I decided these were pretty good questions that deserved an audience bigger than just me.
Me: Excuse me, stranger/monster man. Is this your dog?
Me: Why ain’t you catching your own dog?
Scraggle: She’s… a border collie! (He holds up his hands). Border collies are… (He waves his hands around.) You know!
Within a minute or two Riley ran over to me, Scraggle yelled out for me to grab her, and I did. Then he came over to take the leash from me and the dog cowered away from him, clearly not wanting to return.
Scraggle: Thank you! She just wants to play, that all. Hey, do you… do you live in town? You down to chill?
Me: Hell no, on both accounts.
Scraggle: Oh. Oh okay.
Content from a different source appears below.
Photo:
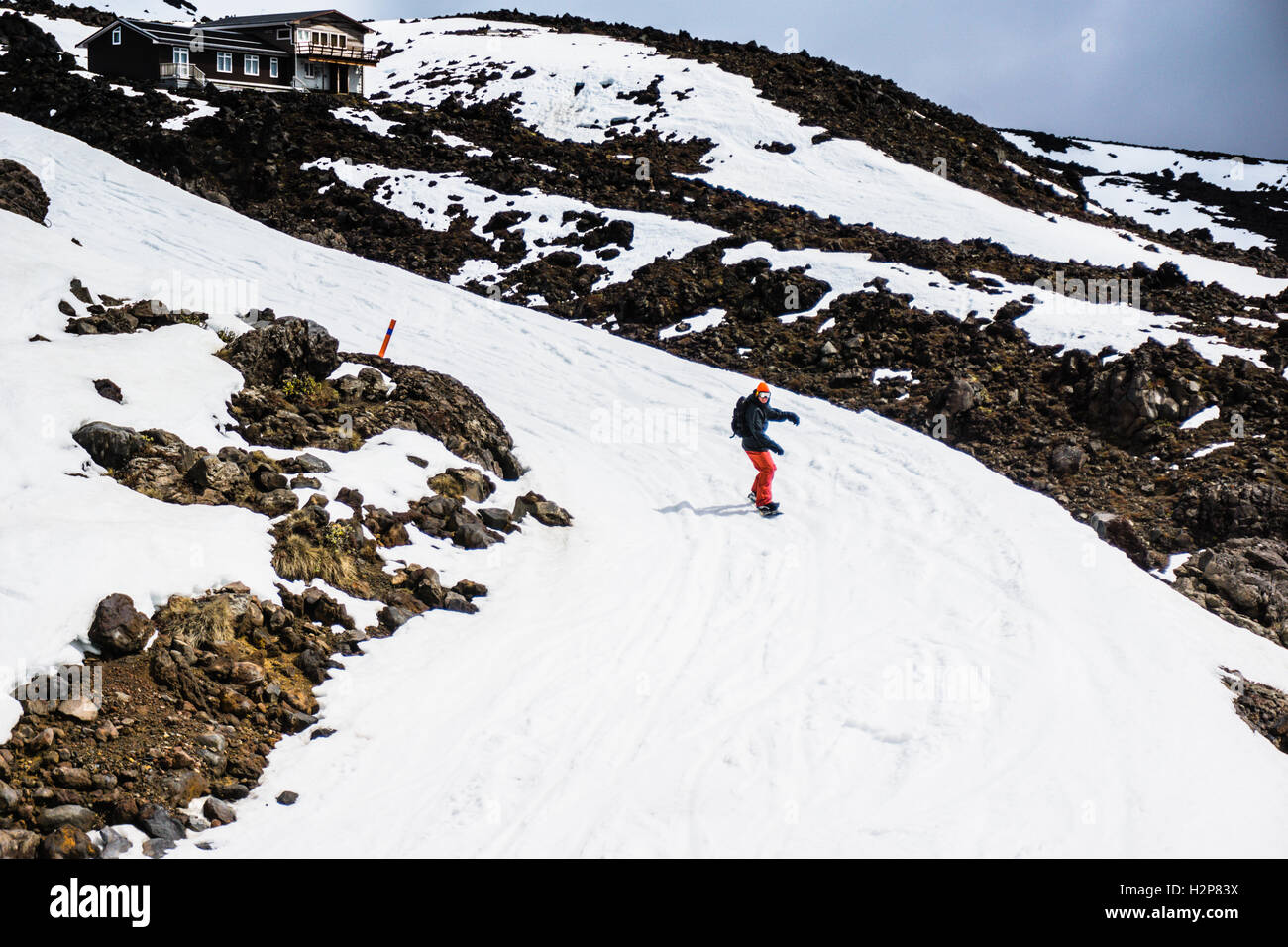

Hey, about that down-to-chill part–can I… Can I buy you lunch?
Me: Hell no, again. You’re scaring me, mister. Plus it’s 3pm and I already had lunch. Shit. You got cookies or something?
He didn’t, so I got back into Sarah’s car and we left.
Now, I can say I’ve saved one baby, two dogs, a horse, and myself because that dude was definitely a serial killer.
Lesson of this story: I AM THE GREATEST SAMARITAN OF ALL TIME SCREW ALL YALLS
Author’s note: I wasn’t sure how to end this post.